Здесь не место обсуждать вопрос о взаимосвязи «прозаической» (вторая половина XIX века) и «поэтической» эпох развития русской литературы. Подчеркнем лишь, что отталкивание (часто в формах пародии, как на конкретные тексты, так и на господствующие стили и ключевые «типажи») всегда подразумевало и мифологизацию «золотого века». В этой связи характерно, что многочисленные новаторские решения Жуковского в области собственно стиховой (прежде всего – в расширении метрического репертуара) были переведены из сферы рискованного эксперимента в сферу нормы Лермонтовым (главным «могильщиком» «поэтической эпохи» и предвестником подлинной победы прозы) и окончательно закреплены в русской поэзии «пародистом» Некрасовым, впервые воплотившим смутные мечты Лермонтова о «другой» (соединяющей «поэта» и «толпу») поэзии[15].
Для того, чтобы оценить историческую роль Жуковского, необходимо хотя бы бегло обратиться к тому пониманию поэзии, что было присуще его наиболее влиятельным старшим современникам, то есть Державину и Карамзину. Хотя традиционно при разговоре об отношении Державина к поэзии цитируется финал послания «Храповицкому» (1797) – «За слова – меня пусть гложет, / За дела – сатирик чтит» – с непременным добавлением пушкинской полемической реплики, известной по статье Гоголя («Державин не совсем прав: слова поэта суть уже его дела»[16]), реальное положение дел к ним, конечно, не сводится. Державин высоко ставил свою поэтическую деятельность не только в подражаниях Горацию («Памятник», 1796; «Лебедь», 1804), закономерно закрывающих первую и вторую части его «Сочинений», но и раньше, например, в финале оды «На смерть графини Румянцевой» (1787), где без какой-либо внешне мотивированной связи с основным сюжетом (утешением-наставлением княгине Е. Р. Дашковой) «вдруг» провозгласил: «Врагов моих червь кости сгложет: / А я Пиит, – и не умру». Вполне ясно он осознавал и собственное новаторство, противополагая свой слог ломоносовскому в «объясненении» оды «На рождение в Севере порфирородного отрока» или называя свои заслуги в «Памятнике»: «…первый я дерзнул в забавном Руском слоге / О добродетелях Фелицы возгласить, / В сердечной простоте беседовать о Боге, / И истину Царям с улыбкой говорить». Однако важна Державину не поэзия как таковая (ср. в «Фелице»: «Пророком Ты того не числишь, / Кто только рифмы может плесть»), но поэзия, посвященная истинно важному предмету.
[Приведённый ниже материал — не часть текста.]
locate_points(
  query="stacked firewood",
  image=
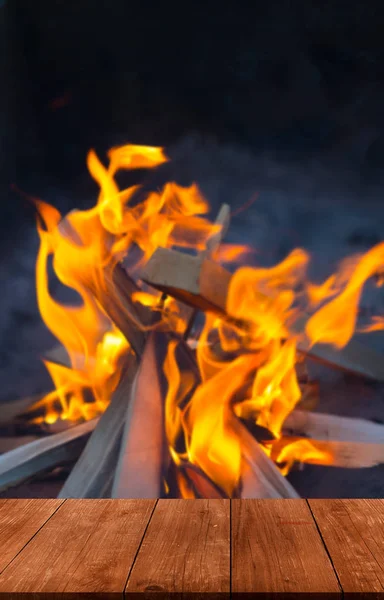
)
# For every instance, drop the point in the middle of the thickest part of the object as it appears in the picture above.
(124, 453)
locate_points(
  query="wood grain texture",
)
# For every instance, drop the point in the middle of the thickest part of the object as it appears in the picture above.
(20, 520)
(87, 547)
(353, 531)
(186, 550)
(277, 550)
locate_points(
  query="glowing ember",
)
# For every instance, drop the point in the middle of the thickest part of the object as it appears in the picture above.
(247, 360)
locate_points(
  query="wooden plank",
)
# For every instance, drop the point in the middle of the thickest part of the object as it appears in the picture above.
(43, 454)
(92, 475)
(204, 284)
(87, 547)
(348, 455)
(10, 410)
(260, 476)
(113, 290)
(140, 465)
(20, 520)
(186, 550)
(323, 426)
(11, 442)
(277, 550)
(223, 219)
(194, 280)
(353, 531)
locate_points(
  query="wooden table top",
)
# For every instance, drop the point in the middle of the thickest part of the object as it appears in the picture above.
(190, 548)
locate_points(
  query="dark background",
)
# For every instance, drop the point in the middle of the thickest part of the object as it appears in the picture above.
(285, 99)
(283, 76)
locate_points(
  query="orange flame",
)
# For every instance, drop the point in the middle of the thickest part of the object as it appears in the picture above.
(246, 360)
(83, 246)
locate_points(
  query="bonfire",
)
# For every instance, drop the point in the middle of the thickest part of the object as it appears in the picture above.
(181, 370)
Всего отчетливее эта мысль проводится в «Моем истукане» (1794; опубликовано – 1798), где поэт размышляет о своих правах на славу. Здесь «слова» как раз оказываются выше государственных «дел», поименованных «безделками»: «Поищем! – Нет. – Мои безделки / Безумно столько уважать, / Дела обыкновенны мелки, / Чтоб нас заставить обожать…» Государственное служение Державина («с пленных снял железы», «отер сиротски, вдовьи слезы» и проч.) не достойно остаться в памяти потомства в отличие от его поэзии, славной именно своим «объектом»: «Но естьли дел и не имею, / За что б кумир мне посвятить: / В достоинство вменить я смею, / Что знал достоинствы я чтить; / Что мог изобразить Фелицу, / Небесну благость во плоти; / Что пел я Россов ту царицу, / Какой другой нам не найти / Ни днесь, ни впредь в пространстве мира: / Хвались моя, хвались тем, лира!». Ср. также в «Видении Мурзы»: «Как солнце, как луну, поставлю / Твой образ будущим векам; превознесу Тебя, прославлю; / Тобой бессмертен буду сам»[17]. Язвительный И. И. Дмитриев рассказывал племяннику, что финальное двустишье сочинено им; если история и выдумана (с Дмитриева бы сталось), то очень удачно: дядюшка правильно угадал, что хотел сказать Державин (в чем он видел свою заслугу), а человек следующего поколения, мемуарист-племянник, расценил «дядюшкины» строки как истинно державинские: «Действительно, нельзя было лучше придумать окончания, тем больше, что оно совершенно в роде Державина: гордо и благородно!»